Palandöken Mutlu Son. Derhal gergefine döndü, herkesin, işiyle ilgilendiğini sanmasını istedi fakat çalışırken elleri titriyordu ve buna rağmen idame etmek istiyordu işine. Bu da gözümden kaçmadı benim. Yemekten sonrasında, kadınlar da dinimiz buyruğunca yardımlarına yetiştiğim düşkünleri görmek istediler, ben de eşlik ettim onlara. Sabahkinin aynı o minnettarlık, övgü sahnesini anlatıp daha fazla başınızı şişirmeyeyim. Hoş bir anıya dalan gönlüm bir an önce şatoya dönelim diyor. Her zamankinden daha çok düşler içinde olan sevgilimin ağzından tek kelime çıkmıyordu yolda.

Ben de günün önemli işinin bıraktığı etkiden yararlanmanın yolunu arıyor, onun benzer biçimde hiç konuşmuyordum.

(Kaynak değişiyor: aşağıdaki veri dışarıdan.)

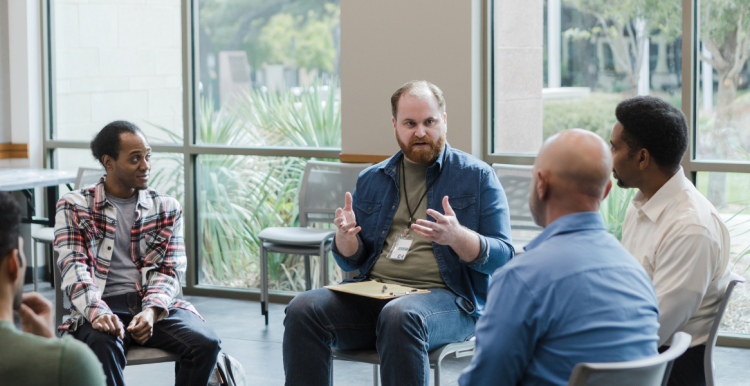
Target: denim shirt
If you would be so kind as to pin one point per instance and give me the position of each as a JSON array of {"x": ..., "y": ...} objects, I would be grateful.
[{"x": 477, "y": 199}]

Yalnızca Madam de Rosemonde konuşuyor, bizlerden ancak, çok seyrek olarak, kısa karşılıklar alıyordu. Sıkıldı galiba bizlerden ve benim istediğim de buyduzaten. O da oldu. Arabadan iner inmez odasına çekildi, sultanımla beni loş bir salonda başbaşa bıraktı. En çekingen âşığın bile dilini açan o güzel karanlık!

Palandöken Mutlu Son Masaj Hizmeti Masör

Palandöken Mutlu Son. Lafı istediğim tarafa çekmekte hiçbir sıkıntılığum olmadı. Kendi ustalığım da yetebilirdi buna bir ihtimal, bilemiyorum fakat o sempatik vaaz meraklısının gayret ve çabaları da çok işime yaradı. O tatlı bakışını bana çevirip şöyle dedi: “İnsan, elinden iyilik etmek gelsin de yaşamını kötülük etmekle geçirsin, hiç anlayamıyorum bunu ben.” Ben de şöyle karşılık verdim: “Ben ne o kadar övülmeye kıymet biri ne de yerilecek bir insanım; bu kadar zeki olduğunuz şekilde, benim iç dünyamı hâlâ nasıl okuyamı-yorsunuz, anlayamıyorum. Size açılmak zarar verebilirmiş bana. Versin! Sizin şeklinde güven verici bir insana niçin açılmayacakmı-şım ben? Çok uysal biri olduğum için bu şekilde davranıyorum.

Ahlâksız insanlar arasında kaldım, onların kusurlarını taklit ettim, belki bir kibir duygusuyla onları aşmaya da kalktım. Burada bir erdem çekti beni. Size ulaşabileceğimi ummadan size benzemeye çalıştım. Bugün yaptığım işi beğeniyorsunuz, övüyorsunuz ama aslolan nedenini bilseniz, gözünüzde gene bu kadar değerli olur muydu acaba?” (Görüyorsunuz sevgili dostum, gerçeğe ne kadar yaklaşmışım.) Devam ettim: “O zavallıların yardımına yetişen benim gerçi ama bunu böyle bilmelerini istemiyorum. Siz benim bir hayır icra ettiğimı sanıyorsunuz oysa ben saygınlık sağlamanın bir yolunu arıyordum, hepsi bu.